Busur hitam yang telah dipoles menjadi amat mengilap. Melihatnya saja, Kia tahu jika busur itu lebih berat dari busur pada umumnya. Lengkung serta ukirannya indah sekali. Tidak mengherankan jika penjualnya mematok harga yang sangat mahal.

"Kau mencari busur, Nona?" tanya pria paruh baya yang juga pemilik toko tersebut.

"Berapa ini?" Silvana menunjuk busur elegan tadi.

Si Penjual menyebutkan angka nominal yang langsung membuat Fiona bengong seketika. Kia yang biasanya tidak menampakkan ekspresi berarti pun kali ini mengangkat alis. Keduanya kompak mengerjap sewaktu Silvana menatap mereka lagi secara bergantian.

"Aku tidak bawa uang..," ucap gadis itu sedih—tentunya dengan memasang wajah yang sedikit memelas.

Oh, astaga..

"Bisakah kalian membelinya dulu untukku?"

Hening.

Fiona sempat berusaha mengubah pikiran Silvana dengan menunjukkan busur-busur biasa. Busur yang besar dan berat sama sekali tidak cocok untuknya yang baru belajar memanah. Silvana memang tidak membantahnya, bahkan menanggapi jika kata-kata Fiona ada benarnya. Namun raut muka gadis itu benar-benar.. sedih.

Mengusap wajah frustasi, Fiona menarik Kia menyingkir sebentar.

"Jangan salah paham. Aku bisa membelikannya busur itu," katanya serius. "Tapi untuk sekarang, aku tidak membawa uang sebanyak itu. Bagaimana denganmu?" Pandangan Fiona mengikuti saat Kia merogoh kantung di dalam jubahnya.

Laki-laki itu punya berkeping-keping emas!

Fiona menganga.

"Bagaimana bisa kau membawa emas sebanyak itu?! Apa jangan-jangan kau menyelinap keluar Gihon setiap harinya dan mengikuti lelang gelap di Xerokh?"

Fiona hanya menceracau asal-asalan. Tentu prasangkanya tidak demikian. Sebagian siswa Gihon adalah bangsawan, meski tidak semuanya punya harta yang berlimpah. Bahkan jika keluarga Kia memang kaya raya, kenapa dia harus membawa kepingan emas sebanyak itu?

Menanggapi keterkejutan gadis itu, Kia hanya tersenyum.

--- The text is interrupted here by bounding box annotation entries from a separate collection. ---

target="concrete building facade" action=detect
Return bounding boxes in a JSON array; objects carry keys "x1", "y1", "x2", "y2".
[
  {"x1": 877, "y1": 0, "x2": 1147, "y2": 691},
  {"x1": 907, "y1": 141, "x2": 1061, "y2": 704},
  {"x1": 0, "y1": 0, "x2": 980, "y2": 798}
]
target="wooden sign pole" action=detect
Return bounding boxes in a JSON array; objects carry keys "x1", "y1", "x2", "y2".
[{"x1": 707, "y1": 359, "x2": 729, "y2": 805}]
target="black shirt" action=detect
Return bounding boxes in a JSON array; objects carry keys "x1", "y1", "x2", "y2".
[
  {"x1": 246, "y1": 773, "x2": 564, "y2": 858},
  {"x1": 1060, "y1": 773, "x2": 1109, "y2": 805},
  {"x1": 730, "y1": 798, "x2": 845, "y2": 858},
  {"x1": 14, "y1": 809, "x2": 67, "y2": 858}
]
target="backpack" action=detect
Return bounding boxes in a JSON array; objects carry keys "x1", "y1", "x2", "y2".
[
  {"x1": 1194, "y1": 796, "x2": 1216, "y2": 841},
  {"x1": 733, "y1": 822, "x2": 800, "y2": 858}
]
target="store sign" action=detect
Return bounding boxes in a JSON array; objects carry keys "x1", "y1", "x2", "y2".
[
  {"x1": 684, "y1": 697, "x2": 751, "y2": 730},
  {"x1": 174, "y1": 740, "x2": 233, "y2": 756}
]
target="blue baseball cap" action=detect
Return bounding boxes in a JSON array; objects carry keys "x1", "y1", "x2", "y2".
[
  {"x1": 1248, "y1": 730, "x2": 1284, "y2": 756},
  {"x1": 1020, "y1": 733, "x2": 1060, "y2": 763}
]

Senyum yang baru kali ini Kia tunjukkan pada Fiona. Dan mendadak saja gadis itu lupa caranya bagaimana bernapas dengan benar.

***

Var menyilangkan tangan. Raut mukanya masih sama meski detik-detik berlalu. Alisnya bertaut dan tatapannya menyelidik. Sementara di hadapannya, Silvana tampak tidak peka dengan masih balas memandang laki-laki itu penuh harap.

Fiona tidak terkejut setelah berhasil mendapatkan busur tadi, Silvana berkata terus terang kalau akan mencari Var. Ide untuk naik ke atap berasal dari gadis itu sendiri—dengan bantuan Kia tentunya. Fiona sempat kelabakan karena dua orang itu menghilang dengan cepat. Saat akhirnya dia tidak sengaja melihat Var dan Rife, Fiona pun tidak perlu bersusah payah lagi mencari Silvana.

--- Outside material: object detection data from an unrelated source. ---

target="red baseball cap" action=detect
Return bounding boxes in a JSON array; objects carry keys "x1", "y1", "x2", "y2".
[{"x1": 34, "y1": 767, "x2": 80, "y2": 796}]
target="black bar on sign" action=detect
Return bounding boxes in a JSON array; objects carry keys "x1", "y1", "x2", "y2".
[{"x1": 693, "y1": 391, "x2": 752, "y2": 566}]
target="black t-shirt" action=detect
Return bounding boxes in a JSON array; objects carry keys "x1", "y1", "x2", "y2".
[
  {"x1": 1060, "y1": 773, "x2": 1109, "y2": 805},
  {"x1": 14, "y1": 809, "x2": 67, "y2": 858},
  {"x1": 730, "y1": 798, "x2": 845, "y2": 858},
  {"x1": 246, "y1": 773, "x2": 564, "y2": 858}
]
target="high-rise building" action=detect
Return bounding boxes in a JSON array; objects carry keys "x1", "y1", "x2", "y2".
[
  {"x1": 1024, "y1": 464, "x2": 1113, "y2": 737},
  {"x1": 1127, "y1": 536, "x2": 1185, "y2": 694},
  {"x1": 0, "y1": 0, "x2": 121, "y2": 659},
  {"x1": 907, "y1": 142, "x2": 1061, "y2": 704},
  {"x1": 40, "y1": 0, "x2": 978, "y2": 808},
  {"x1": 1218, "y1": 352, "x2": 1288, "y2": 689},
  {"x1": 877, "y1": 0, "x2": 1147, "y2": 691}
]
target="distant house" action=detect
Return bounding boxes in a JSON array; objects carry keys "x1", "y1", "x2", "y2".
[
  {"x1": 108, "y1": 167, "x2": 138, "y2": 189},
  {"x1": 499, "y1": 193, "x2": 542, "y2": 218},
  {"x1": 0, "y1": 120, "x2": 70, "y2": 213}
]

"Apa itu?" Var menggerakkan dagunya, mengarah ke busur yang Silvana pegang.

"Busur," jawab Silvana pendek.

Var tersenyum sinis. "Jika kau baru belajar memanah, busur itu adalah kesalahan fatal."

Fiona memalingkan wajah. Apa kubilang.

"Tidak apa-apa," kata Silvana di luar dugaan. Semuanya terdiam saat gadis itu menambahkan ucapannya. "Aku akan sangat tekun berlatih sampai bisa menggunakannya dengan benar. Aku bisa memajangnya di kamarku. Biar bagaimana pun aku menganggapnya sebagai hadiah setelah bersedia ditempa."

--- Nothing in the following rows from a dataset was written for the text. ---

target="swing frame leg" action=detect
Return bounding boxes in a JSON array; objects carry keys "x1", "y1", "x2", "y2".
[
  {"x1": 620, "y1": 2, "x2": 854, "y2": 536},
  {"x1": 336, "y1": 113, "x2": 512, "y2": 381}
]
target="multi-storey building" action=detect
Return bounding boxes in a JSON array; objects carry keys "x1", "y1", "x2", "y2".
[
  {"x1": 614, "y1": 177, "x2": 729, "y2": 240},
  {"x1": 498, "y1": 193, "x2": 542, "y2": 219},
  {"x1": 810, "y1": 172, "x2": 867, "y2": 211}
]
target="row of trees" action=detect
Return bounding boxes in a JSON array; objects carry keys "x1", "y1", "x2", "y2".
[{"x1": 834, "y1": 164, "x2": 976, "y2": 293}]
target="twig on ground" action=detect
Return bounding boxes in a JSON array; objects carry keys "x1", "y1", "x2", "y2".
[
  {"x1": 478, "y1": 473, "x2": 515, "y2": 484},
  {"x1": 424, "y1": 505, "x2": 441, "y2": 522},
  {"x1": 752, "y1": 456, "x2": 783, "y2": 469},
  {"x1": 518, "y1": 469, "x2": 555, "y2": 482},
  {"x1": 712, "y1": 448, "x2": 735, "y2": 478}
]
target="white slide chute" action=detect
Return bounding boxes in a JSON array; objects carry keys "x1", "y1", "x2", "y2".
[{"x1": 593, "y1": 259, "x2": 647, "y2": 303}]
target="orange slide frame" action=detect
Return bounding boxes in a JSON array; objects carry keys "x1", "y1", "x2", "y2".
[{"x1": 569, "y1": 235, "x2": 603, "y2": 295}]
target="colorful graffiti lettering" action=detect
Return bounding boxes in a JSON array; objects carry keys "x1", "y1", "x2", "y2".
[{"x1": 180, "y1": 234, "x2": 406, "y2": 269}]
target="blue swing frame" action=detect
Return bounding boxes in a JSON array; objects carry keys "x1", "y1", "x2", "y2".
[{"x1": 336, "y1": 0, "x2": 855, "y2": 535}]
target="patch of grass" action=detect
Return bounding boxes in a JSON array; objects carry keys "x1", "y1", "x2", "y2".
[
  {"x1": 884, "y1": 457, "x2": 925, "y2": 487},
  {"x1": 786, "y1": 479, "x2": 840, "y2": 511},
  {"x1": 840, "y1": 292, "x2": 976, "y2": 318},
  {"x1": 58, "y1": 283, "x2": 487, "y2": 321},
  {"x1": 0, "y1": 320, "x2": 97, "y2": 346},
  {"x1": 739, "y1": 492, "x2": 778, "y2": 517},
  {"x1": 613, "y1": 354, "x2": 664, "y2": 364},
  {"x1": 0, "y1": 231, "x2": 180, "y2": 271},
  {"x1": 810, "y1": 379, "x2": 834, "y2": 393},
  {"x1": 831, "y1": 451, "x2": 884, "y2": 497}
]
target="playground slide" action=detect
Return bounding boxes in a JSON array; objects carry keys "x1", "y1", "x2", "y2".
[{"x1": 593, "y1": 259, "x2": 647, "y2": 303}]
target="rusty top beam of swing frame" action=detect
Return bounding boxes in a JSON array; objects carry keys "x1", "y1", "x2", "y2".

Apa maksudnya ditempa? Fiona bertanya-tanya dalam hati.

Var membalikkan badan dan masuk lagi ke tempat pandai besi. Bukan cuma Silvana, mereka pun mengernyit melihat laki-laki itu mengatakan sesuatu pada salah satu pria di sana. Selang beberapa saat kemudian, Var keluar membawa sebuah busur kayu lengkap dengan anak panah. Lebih ringan dan tampak biasa sekali.